Akan tetapi tolok ukur utamanya adalah bagaimana kita mampu mengurai preposisi yang ada dalam teks sehingga mampu dibuktikan kebenarannya sehingga menghasilkan keyakinan yang kuat terhadap kebenaran preposisi tersebut. Melibatkan rasio bukan berarti melepaskan keimanan tapi lebih kepada penalaran yang mendalam terhadap kebenaran teks agama dalam hal ini Al-Qur’an dan Hadits sehingga pemahaman yang lahir darinya adalah pemahaman yang sesuai dengan apa yang diinginkan oleh Allah dan Rasul-Nya.
Ini tidak berarti menghilangkan esensi syariah dalam sistem ekonomi syariah, mengapa? Karena teks tetap menjadi landasan utama dalam menyingkap hukum Syariah, sedangkan akal hanya menjadi media atau perantara dalam usaha memahami teks yang menghasilkan hukum syariah.
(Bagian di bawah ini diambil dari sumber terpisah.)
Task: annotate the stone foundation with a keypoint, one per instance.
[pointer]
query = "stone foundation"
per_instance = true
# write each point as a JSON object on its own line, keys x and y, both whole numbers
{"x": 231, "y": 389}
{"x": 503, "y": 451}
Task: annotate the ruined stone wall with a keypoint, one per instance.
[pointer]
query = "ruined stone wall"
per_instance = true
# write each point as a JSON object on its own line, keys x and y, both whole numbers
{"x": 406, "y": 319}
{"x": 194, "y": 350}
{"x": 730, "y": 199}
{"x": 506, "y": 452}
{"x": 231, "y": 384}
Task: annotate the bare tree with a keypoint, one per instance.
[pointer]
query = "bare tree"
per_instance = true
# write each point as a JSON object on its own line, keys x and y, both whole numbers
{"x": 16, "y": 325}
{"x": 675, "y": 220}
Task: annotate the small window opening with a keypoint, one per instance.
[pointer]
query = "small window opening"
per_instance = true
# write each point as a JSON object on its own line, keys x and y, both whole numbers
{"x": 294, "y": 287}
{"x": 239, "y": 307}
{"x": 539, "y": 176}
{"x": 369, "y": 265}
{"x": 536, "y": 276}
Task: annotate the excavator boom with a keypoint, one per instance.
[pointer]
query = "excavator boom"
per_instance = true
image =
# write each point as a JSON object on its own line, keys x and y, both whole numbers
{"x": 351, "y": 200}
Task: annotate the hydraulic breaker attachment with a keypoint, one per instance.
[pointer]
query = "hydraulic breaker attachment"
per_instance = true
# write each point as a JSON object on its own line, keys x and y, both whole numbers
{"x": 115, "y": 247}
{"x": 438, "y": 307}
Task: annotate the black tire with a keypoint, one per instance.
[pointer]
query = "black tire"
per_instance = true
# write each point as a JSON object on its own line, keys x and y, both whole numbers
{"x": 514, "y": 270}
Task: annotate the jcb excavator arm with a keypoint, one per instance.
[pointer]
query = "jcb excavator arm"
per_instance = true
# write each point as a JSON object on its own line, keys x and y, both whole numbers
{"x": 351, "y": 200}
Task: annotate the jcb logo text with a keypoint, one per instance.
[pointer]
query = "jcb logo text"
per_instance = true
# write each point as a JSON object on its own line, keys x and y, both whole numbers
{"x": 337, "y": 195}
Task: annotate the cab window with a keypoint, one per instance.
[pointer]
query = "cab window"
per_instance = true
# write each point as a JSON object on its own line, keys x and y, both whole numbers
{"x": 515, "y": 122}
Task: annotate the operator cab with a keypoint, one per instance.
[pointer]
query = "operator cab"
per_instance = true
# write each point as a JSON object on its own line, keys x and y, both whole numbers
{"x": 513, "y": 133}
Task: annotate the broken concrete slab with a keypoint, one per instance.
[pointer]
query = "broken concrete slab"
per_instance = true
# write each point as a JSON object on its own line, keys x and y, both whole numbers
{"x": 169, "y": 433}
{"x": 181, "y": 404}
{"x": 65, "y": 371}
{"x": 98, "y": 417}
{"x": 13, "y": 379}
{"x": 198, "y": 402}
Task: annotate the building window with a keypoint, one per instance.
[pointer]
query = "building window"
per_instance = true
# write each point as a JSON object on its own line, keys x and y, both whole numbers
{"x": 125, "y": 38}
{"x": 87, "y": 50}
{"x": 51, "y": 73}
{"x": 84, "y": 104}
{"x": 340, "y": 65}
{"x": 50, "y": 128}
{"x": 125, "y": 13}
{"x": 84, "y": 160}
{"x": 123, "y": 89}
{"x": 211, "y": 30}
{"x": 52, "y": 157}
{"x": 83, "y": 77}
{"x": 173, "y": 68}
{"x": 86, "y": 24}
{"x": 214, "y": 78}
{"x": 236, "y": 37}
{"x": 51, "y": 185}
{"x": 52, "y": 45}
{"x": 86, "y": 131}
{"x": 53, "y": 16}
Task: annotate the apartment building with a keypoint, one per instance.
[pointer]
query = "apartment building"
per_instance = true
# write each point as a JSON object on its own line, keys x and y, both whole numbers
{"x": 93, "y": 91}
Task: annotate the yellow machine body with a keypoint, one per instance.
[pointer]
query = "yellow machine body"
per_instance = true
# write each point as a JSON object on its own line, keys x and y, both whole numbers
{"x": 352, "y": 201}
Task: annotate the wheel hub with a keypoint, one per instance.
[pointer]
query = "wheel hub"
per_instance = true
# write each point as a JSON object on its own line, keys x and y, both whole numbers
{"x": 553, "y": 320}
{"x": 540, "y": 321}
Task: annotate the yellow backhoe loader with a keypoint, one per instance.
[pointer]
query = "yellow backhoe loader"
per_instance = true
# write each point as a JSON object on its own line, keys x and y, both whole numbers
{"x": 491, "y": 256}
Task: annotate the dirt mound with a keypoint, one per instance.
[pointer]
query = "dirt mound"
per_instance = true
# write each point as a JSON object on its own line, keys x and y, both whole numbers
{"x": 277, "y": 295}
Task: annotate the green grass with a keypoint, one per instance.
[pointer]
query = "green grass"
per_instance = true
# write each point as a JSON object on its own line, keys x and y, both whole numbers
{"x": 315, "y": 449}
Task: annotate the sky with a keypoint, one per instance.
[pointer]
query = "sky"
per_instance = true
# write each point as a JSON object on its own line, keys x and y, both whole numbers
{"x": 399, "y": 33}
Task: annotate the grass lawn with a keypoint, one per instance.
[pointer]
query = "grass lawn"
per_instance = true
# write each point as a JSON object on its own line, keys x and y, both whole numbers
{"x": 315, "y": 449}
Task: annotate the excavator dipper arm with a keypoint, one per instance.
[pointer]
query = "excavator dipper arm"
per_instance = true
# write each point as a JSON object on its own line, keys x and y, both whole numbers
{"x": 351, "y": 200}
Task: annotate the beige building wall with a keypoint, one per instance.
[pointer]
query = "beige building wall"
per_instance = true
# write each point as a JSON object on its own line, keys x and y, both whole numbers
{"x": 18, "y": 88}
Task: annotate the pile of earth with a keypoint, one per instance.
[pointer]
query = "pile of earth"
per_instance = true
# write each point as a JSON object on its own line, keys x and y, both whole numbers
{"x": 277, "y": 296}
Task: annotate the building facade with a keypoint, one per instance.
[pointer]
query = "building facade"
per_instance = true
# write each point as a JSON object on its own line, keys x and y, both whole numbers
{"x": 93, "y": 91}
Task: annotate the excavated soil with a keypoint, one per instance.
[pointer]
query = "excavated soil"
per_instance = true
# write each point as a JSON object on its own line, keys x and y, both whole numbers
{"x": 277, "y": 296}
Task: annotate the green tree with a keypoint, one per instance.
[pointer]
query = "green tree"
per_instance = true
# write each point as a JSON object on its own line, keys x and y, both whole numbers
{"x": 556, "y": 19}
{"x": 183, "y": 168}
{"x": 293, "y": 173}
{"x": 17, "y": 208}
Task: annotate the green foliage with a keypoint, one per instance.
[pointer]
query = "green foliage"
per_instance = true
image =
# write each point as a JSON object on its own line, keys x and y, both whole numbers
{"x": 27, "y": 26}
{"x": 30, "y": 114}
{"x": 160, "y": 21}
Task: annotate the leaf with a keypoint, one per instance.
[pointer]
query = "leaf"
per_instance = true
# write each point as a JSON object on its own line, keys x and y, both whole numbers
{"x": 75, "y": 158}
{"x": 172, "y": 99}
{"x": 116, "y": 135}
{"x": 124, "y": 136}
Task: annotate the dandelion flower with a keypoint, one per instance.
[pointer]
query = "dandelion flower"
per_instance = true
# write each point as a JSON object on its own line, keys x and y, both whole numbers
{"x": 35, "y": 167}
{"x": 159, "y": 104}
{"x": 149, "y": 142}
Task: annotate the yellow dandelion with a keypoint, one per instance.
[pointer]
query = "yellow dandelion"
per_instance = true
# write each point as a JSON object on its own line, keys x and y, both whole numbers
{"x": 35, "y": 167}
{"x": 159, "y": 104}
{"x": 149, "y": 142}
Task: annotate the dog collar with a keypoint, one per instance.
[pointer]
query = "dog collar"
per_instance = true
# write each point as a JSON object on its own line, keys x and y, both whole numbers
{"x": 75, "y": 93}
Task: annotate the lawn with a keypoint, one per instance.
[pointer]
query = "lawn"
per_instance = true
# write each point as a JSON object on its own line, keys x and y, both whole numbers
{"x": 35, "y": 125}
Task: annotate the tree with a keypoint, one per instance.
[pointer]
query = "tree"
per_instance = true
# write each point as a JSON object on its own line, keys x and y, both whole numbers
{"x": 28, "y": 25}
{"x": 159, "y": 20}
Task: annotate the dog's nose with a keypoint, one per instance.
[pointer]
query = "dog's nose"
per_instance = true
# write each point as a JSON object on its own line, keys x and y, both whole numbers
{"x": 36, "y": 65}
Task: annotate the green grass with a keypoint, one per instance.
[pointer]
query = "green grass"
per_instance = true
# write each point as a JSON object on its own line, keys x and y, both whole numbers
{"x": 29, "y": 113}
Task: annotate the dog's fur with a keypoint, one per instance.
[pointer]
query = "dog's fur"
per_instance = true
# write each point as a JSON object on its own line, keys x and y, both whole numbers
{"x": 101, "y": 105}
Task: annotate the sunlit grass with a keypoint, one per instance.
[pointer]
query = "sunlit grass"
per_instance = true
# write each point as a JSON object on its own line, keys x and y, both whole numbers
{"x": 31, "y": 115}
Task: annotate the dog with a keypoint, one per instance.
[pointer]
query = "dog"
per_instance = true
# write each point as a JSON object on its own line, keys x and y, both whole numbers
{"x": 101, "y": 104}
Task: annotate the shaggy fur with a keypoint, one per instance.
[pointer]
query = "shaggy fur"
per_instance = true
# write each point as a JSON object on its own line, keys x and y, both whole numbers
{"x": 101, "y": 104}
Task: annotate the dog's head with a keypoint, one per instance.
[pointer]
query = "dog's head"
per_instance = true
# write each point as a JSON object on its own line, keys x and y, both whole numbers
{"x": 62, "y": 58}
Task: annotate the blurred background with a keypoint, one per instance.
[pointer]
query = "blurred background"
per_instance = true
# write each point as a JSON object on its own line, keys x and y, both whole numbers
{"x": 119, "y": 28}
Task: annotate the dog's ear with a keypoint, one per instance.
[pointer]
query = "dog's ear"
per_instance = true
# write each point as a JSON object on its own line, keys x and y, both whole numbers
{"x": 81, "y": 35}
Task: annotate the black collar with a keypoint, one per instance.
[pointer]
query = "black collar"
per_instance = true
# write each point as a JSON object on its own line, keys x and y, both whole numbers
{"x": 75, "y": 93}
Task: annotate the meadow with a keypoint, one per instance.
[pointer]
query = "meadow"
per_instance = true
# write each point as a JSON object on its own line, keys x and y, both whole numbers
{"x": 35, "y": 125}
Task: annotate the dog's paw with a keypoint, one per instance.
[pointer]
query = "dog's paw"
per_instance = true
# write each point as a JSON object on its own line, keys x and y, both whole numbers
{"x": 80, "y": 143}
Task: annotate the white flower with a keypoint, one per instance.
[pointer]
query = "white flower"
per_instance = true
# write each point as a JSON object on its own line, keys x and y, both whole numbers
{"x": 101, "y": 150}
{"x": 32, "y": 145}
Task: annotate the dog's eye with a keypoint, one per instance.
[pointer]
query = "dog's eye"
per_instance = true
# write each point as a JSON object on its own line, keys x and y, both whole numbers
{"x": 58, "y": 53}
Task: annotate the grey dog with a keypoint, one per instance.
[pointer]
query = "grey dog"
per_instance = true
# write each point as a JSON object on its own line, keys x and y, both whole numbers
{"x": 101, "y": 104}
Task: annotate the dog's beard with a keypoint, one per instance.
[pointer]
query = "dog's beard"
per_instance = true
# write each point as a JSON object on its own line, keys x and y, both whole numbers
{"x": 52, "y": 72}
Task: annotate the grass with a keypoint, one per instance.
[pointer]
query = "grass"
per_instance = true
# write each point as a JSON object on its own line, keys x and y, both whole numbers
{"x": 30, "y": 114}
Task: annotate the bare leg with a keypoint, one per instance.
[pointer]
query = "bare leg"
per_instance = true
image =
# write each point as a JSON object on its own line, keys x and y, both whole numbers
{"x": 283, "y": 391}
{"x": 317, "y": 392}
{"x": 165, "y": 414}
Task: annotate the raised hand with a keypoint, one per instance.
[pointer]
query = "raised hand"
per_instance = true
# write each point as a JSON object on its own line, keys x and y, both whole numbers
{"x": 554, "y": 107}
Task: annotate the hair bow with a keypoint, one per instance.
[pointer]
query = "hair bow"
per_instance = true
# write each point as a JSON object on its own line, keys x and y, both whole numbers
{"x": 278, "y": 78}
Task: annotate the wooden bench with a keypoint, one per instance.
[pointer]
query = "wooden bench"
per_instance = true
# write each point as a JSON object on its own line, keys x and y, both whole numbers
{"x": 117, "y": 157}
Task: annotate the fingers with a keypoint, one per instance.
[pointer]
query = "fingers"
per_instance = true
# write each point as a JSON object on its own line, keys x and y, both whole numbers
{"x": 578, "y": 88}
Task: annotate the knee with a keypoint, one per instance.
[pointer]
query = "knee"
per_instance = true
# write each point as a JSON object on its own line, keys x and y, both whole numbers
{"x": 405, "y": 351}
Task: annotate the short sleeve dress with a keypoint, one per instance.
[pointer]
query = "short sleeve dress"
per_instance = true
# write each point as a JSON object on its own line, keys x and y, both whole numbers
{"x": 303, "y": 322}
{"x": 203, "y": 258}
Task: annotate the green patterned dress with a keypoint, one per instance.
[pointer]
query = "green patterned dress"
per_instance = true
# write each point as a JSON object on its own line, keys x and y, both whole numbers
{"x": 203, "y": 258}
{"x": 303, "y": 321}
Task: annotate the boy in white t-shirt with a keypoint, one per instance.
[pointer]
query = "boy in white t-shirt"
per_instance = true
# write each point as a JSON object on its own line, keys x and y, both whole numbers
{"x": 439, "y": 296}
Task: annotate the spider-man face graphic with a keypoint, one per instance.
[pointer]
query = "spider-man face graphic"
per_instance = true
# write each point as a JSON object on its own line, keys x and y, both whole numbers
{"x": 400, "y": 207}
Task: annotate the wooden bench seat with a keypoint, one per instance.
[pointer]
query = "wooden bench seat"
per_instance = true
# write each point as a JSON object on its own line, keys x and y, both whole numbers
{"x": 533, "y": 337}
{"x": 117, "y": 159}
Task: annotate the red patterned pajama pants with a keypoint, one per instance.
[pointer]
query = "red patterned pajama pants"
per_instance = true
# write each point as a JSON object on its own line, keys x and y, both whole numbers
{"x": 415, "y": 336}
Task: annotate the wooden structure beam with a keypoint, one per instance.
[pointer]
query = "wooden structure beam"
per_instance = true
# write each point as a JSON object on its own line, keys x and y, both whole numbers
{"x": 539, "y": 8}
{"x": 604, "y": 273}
Dalam sejarahnya, sistem dalam ilmu ekonomi tidak lahir begitu saja, dia merupakan hasil penalaran para pemikir yang mencoba untuk memberikan solusi terhadap ketimpangan yang terjadi dalam tatanan masyarakat, ekonomi sosialis yang diprakarsai oleh Karl Marx misalnya lahir dari semangat menumbangkan kesenjangan antara kelas buruh dan pemilik modal. Sistem dalam ilmu ekonomi selalu lahir dari sebab yang dialami oleh masyarakat pada saat itu. Begitupun dengan kelahiran sistem ekonomi syariah, dia merupakan upaya untuk mengurai ketimpangan yang terjadi dalam masyarakat yang menjadi halangan terhadap terwujudnya kesejahteraan dalam masyarakat. Dan memasukkan aspek rasionalitas merupakan langkah baru untuk sistem ekonomi syariah.
Penulis adalah Mahasiswa Program Magister Ekonomi dan Keuangan Syariah, SKSG UI.